What actually happened at the hospital you referred to?
Well, I wasn't there, but they thought Aidid was hiding in a
hospital and some forces under the UN flag attacked this hospital and as far as
I know people were injured.
You talk about helicopters being intimidating and another
interviewee, another person we talked to, said that the helicopters became kind
of demonized... how did local people view the helicopters,
what did they think of those?
I can only speak for Bartdarin, Bartderins certainly felt very
intimidated by them, especially in the first few days when it was apparent, not
only to the local people, but to me, to that these people hadn't been very well
briefed, they didn't seem to understand the reality of the situation, who were
the good guys, who were the bad guys, the politics of the situation and the
cultural context of what was going on and they seemed very insensitive, that
did improve as time went on, but certainly the first few days were very bad and
I must admit I felt very hostile to some of the forces, their aggressive
behavior.
When you say insensitive, what kind of insensitivity, for
example?
It was the way they spoke to people that I objected to. The way
they spoke to me and my colleagues as well as the local people. They seemed
unable to differentiate between aggressive people in the technical cars with
machine guns and just ordinary people on the street, or indeed international
aid workers.
The Red Cross actually train people before they send them into
a situation, or a sensitivity training. Do you believe that UN troops, peace
keeping forces should have some similar training?

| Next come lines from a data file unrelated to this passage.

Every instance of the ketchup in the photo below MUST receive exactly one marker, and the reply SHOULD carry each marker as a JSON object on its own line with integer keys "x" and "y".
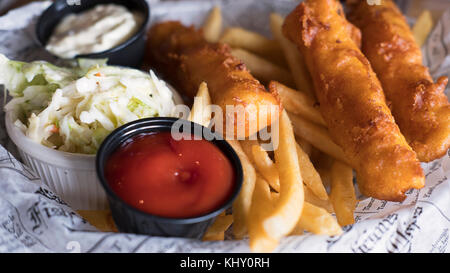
{"x": 170, "y": 178}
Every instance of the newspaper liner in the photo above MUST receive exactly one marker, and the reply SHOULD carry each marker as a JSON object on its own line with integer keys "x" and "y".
{"x": 33, "y": 219}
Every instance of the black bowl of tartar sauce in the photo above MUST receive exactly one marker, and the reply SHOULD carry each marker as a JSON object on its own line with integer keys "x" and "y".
{"x": 95, "y": 29}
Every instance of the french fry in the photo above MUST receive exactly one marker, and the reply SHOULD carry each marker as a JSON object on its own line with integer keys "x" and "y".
{"x": 297, "y": 103}
{"x": 422, "y": 27}
{"x": 305, "y": 145}
{"x": 201, "y": 110}
{"x": 261, "y": 68}
{"x": 295, "y": 61}
{"x": 318, "y": 221}
{"x": 342, "y": 193}
{"x": 288, "y": 208}
{"x": 241, "y": 206}
{"x": 262, "y": 205}
{"x": 101, "y": 219}
{"x": 325, "y": 175}
{"x": 318, "y": 136}
{"x": 311, "y": 198}
{"x": 246, "y": 146}
{"x": 254, "y": 42}
{"x": 216, "y": 232}
{"x": 310, "y": 176}
{"x": 213, "y": 25}
{"x": 266, "y": 167}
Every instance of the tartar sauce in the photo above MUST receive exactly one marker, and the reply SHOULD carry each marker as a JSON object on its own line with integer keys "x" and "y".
{"x": 98, "y": 29}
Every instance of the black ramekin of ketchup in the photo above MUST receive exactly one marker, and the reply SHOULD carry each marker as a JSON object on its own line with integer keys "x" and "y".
{"x": 164, "y": 184}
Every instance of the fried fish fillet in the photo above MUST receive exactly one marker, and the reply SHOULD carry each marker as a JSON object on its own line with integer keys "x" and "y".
{"x": 419, "y": 105}
{"x": 184, "y": 56}
{"x": 352, "y": 101}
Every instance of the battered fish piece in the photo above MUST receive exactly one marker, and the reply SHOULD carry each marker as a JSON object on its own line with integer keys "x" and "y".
{"x": 352, "y": 101}
{"x": 420, "y": 107}
{"x": 188, "y": 59}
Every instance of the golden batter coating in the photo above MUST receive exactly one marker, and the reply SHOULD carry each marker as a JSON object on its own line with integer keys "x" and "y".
{"x": 352, "y": 101}
{"x": 419, "y": 105}
{"x": 188, "y": 59}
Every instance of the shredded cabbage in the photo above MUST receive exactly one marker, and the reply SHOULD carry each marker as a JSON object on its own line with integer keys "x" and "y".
{"x": 74, "y": 109}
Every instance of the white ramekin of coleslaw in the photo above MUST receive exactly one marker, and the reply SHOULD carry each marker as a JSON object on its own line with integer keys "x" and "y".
{"x": 58, "y": 117}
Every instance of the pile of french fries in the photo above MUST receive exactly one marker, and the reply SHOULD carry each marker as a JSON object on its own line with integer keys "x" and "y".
{"x": 286, "y": 194}
{"x": 283, "y": 193}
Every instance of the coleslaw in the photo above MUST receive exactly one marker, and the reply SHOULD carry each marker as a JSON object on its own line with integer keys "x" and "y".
{"x": 74, "y": 109}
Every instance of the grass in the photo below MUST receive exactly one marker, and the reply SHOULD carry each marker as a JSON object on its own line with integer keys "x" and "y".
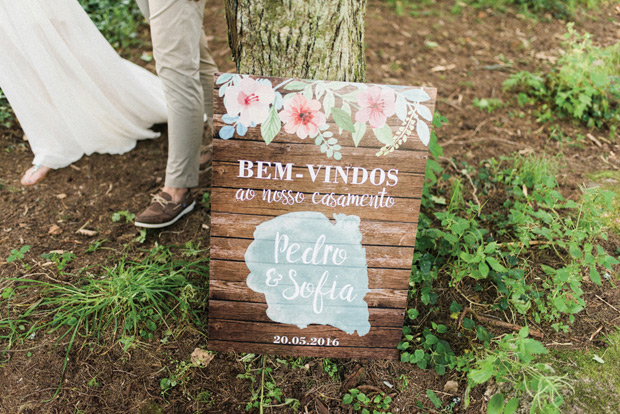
{"x": 610, "y": 180}
{"x": 119, "y": 21}
{"x": 583, "y": 85}
{"x": 596, "y": 377}
{"x": 558, "y": 8}
{"x": 118, "y": 303}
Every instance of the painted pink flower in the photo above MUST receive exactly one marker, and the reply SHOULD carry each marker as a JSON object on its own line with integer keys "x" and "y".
{"x": 250, "y": 100}
{"x": 376, "y": 106}
{"x": 302, "y": 116}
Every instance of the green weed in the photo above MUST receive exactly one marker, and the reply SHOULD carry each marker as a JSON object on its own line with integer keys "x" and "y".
{"x": 512, "y": 364}
{"x": 7, "y": 117}
{"x": 584, "y": 84}
{"x": 488, "y": 104}
{"x": 492, "y": 252}
{"x": 265, "y": 393}
{"x": 127, "y": 299}
{"x": 124, "y": 214}
{"x": 595, "y": 376}
{"x": 559, "y": 8}
{"x": 18, "y": 254}
{"x": 119, "y": 21}
{"x": 363, "y": 404}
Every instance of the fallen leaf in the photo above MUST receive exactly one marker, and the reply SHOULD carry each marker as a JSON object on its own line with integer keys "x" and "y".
{"x": 87, "y": 232}
{"x": 201, "y": 358}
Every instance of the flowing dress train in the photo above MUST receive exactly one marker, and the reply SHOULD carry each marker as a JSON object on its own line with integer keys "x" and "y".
{"x": 70, "y": 90}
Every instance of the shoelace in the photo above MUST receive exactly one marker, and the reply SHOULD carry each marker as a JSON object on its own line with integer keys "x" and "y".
{"x": 160, "y": 200}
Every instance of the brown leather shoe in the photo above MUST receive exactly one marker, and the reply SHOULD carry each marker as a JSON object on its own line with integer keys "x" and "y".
{"x": 163, "y": 211}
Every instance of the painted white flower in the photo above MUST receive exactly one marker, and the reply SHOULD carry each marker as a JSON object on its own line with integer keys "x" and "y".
{"x": 250, "y": 100}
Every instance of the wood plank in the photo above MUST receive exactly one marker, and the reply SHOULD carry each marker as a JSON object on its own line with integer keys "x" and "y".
{"x": 255, "y": 312}
{"x": 240, "y": 292}
{"x": 345, "y": 140}
{"x": 227, "y": 175}
{"x": 379, "y": 233}
{"x": 291, "y": 350}
{"x": 301, "y": 154}
{"x": 223, "y": 201}
{"x": 259, "y": 332}
{"x": 391, "y": 257}
{"x": 387, "y": 201}
{"x": 396, "y": 279}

Yeah, when I came back from Somalia I saw advertising for the
British army, and instead of showing these high tech tanks and automated
warfare things they were showing starving people in Africa holding out empty
bowls and it said, 'join the army and save lives.' Well, until then I'd always
perceived the army to be formed of trained killers, all right, not
humanitarians. So, my feeling is that if things are changing in this way and
the armies are going to be the new humanitarians, then they must be
appropriately trained, as far as I'm concerned. These people are trained
killers, they are not trained humanitarians and in the Red Cross and most
NGOs -- people who go to work in these situations -- have rather extensive training
... I mean to be suddenly sent into a place like Somalia, without any sort of
cultural awareness or briefing or adequate training is asking for problems.
You've been to several other parts of the world in crisis. How
does Somalia stack up?
I've been to Afghanistan, two or three times. I've been to Sudan,
I've been to a lot of war zones and famine camps and cholera camps. But I've
never ever seen anything like Somalia was at that time. And it was certainly
the most frightening place for me, it was the most insecure, unpredictable. You
just didn't know what was going to happen next.